Très rapidement, le talent exceptionnel de Trauner est reconnu sur le plan international. En 1958, il part s’installer à Hollywood où il est appelé à travailler avec les plus grands cinéastes américains. Ainsi pendant plus de dix ans, il collabore à Hollywood avec Orson Welles (Othello, 1952), Jules Dassin (Du rififi chez les hommes, 1954), John Frankenheimer (L’Impossible objet, 1972), Howard Hawks (Land of the pharaons, 1955), Gene Kelly, Peter Ustinov et surtout Billy Wilder (La garçonnière Oscar en 1960, Irma la douce en 1963, Embrasse-moi idiot en 1964, La vie privée de Sherlock Holmes 1969). Sa période américaine s’achève en 1974 avec L’homme qui voulut être roi de John Huston.

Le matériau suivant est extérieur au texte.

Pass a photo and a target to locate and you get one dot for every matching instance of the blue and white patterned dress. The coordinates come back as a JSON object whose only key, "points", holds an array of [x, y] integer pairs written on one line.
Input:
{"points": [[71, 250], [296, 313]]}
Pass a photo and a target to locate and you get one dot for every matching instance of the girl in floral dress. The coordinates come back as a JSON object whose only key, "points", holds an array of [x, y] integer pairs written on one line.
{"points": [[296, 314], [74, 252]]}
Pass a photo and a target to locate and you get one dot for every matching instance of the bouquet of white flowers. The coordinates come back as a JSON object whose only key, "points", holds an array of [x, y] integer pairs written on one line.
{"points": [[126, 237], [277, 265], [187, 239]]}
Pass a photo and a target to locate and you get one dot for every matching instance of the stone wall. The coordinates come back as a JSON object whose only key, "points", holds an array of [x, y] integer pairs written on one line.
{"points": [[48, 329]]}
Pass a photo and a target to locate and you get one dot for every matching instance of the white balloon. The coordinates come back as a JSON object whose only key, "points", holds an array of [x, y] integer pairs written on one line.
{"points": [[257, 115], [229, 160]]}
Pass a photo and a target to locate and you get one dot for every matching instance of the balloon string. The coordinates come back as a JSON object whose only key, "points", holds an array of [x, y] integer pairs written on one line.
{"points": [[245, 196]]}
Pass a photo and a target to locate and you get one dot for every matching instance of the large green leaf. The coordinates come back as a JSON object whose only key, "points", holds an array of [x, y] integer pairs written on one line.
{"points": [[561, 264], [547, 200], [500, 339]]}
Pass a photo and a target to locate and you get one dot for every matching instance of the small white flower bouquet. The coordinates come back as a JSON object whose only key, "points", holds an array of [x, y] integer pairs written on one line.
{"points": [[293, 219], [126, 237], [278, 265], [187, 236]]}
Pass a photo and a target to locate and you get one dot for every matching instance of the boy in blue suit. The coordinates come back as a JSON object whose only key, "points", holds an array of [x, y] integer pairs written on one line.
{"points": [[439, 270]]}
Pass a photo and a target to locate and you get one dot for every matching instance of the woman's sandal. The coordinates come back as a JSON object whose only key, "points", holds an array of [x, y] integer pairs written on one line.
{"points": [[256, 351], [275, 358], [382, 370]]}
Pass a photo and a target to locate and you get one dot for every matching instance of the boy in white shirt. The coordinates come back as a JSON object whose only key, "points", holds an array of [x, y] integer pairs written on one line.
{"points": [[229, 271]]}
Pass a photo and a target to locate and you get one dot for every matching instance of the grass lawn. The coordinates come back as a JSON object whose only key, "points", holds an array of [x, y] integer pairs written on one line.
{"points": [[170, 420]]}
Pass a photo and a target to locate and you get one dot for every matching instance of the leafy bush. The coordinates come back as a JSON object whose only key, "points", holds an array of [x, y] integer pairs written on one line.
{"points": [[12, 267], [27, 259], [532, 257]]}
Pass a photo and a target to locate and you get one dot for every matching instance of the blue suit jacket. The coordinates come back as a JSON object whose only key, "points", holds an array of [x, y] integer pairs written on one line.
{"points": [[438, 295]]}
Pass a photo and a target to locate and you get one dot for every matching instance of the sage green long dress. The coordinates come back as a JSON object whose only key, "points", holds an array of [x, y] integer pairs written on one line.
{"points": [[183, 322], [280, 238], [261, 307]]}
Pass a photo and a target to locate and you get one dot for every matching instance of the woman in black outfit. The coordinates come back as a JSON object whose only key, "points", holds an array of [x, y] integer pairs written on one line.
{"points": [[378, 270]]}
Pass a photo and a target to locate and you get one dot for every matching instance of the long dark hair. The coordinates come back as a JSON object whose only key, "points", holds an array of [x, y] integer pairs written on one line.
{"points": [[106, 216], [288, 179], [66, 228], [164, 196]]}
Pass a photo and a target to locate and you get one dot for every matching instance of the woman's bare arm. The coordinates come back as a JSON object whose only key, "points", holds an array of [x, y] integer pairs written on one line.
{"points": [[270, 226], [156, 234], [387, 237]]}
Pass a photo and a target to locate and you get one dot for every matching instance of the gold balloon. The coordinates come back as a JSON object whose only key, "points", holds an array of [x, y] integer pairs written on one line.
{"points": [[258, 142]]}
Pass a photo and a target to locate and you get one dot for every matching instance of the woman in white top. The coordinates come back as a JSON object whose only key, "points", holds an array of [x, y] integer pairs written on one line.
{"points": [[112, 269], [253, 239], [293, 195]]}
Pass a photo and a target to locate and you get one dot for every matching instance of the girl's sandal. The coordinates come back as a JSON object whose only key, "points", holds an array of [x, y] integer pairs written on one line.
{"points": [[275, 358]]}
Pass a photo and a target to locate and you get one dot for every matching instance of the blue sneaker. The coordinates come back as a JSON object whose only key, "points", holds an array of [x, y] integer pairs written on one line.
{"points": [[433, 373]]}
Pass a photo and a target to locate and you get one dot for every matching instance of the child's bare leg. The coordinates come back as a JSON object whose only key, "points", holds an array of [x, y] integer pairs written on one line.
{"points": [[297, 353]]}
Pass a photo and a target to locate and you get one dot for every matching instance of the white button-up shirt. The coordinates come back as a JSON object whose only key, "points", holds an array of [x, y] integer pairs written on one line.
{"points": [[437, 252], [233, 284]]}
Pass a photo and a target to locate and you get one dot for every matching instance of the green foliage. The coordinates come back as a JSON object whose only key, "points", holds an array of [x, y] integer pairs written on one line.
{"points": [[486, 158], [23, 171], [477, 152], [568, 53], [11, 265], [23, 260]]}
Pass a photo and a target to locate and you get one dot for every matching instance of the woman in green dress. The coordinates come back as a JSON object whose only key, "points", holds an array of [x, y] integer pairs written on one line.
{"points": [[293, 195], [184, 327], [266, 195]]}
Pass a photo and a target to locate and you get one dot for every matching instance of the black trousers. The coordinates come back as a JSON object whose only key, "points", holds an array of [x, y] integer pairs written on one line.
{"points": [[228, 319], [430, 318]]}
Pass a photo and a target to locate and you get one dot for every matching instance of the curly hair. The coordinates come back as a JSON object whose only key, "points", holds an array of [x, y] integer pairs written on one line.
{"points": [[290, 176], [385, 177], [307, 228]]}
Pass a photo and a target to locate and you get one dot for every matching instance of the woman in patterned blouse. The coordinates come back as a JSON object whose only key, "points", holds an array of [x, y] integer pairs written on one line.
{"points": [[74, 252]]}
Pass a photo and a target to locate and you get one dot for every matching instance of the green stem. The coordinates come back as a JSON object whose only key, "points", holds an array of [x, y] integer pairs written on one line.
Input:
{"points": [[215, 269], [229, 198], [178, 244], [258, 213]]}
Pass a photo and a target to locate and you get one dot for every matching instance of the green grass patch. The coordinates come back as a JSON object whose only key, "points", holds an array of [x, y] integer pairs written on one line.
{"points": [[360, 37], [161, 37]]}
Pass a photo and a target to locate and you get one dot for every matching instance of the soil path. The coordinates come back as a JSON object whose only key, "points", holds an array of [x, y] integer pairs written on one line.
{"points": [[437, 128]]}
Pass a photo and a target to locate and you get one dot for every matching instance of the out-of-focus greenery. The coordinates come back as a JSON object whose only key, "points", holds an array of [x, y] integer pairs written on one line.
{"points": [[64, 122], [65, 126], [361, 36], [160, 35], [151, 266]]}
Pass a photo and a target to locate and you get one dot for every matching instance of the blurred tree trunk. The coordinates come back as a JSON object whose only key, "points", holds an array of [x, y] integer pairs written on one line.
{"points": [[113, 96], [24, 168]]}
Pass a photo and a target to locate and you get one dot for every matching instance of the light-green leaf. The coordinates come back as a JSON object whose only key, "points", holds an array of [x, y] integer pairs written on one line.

De retour en Europe, Trauner collabore avec Joseph Losey pour « Monsieur Klein » (1975) et « Don Giovanni » (1978) qui obtiennent un César. Il travaille également pour Bertrand Tavernier dans « Coup de torchon » (1981), pour Claude Berri dans «Tchao pantin » (1983), Luc Besson pour «Subway » (1984) qui obtint aussi un César ou encore Arthur Joffé pour « Harem » (1985). Ses décors constituent de véritables supports visuels à la mise en scène. A la limite du surréalisme, Trauner compose des décors très personnels. Il se sert de perspectives truquées qui accentuent la profondeur des décors. L’exécution très soignée, jusque dans les moindres détails, confère à ses décors un aspect réaliste, authentique, malgré l’interprétation très libre de l’endroit réel dont il s’inspire. C’est cette sublimation de la réalité qui caractérise ses meilleurs décors. Chaque scénario lui inspire une technique différente. Proche de l’impressionnisme dans « La garçonnière » de Billy, il utilise l’architecture noire et hachurée pour peindre le Paris moite et malsain de « Round Midnight » ou l’escalier sordide de Madame Rosa dans « La vie devant soi ».

En plus de ses célèbres décors, sa peinture est de nombreuses fois exposée au Musée National d’Art Moderne de Budapest en 1981, à l’Ecole Nationale Supérieure des Beaux-arts de Paris en 1986, et la même année, à l’Institut Louis Lumière à Lyon.

Membre du jury au festival de Cannes en 1986, Trauner fait son dernier film en 1990. En 1991, il obtient le Prix pour l’ensemble de la carrière, au European Film Academy.

Trauner se retire alors définitivement dans sa maison d’Omonville-la-Petite, à une vingtaine de kilomètres de Cherbourg. C’est là qu’il décède le 5 décembre 1993, à l’âge de quatre-vingt huit ans. Il est inhumé dans le petit cimetière de son village normand d’adoption.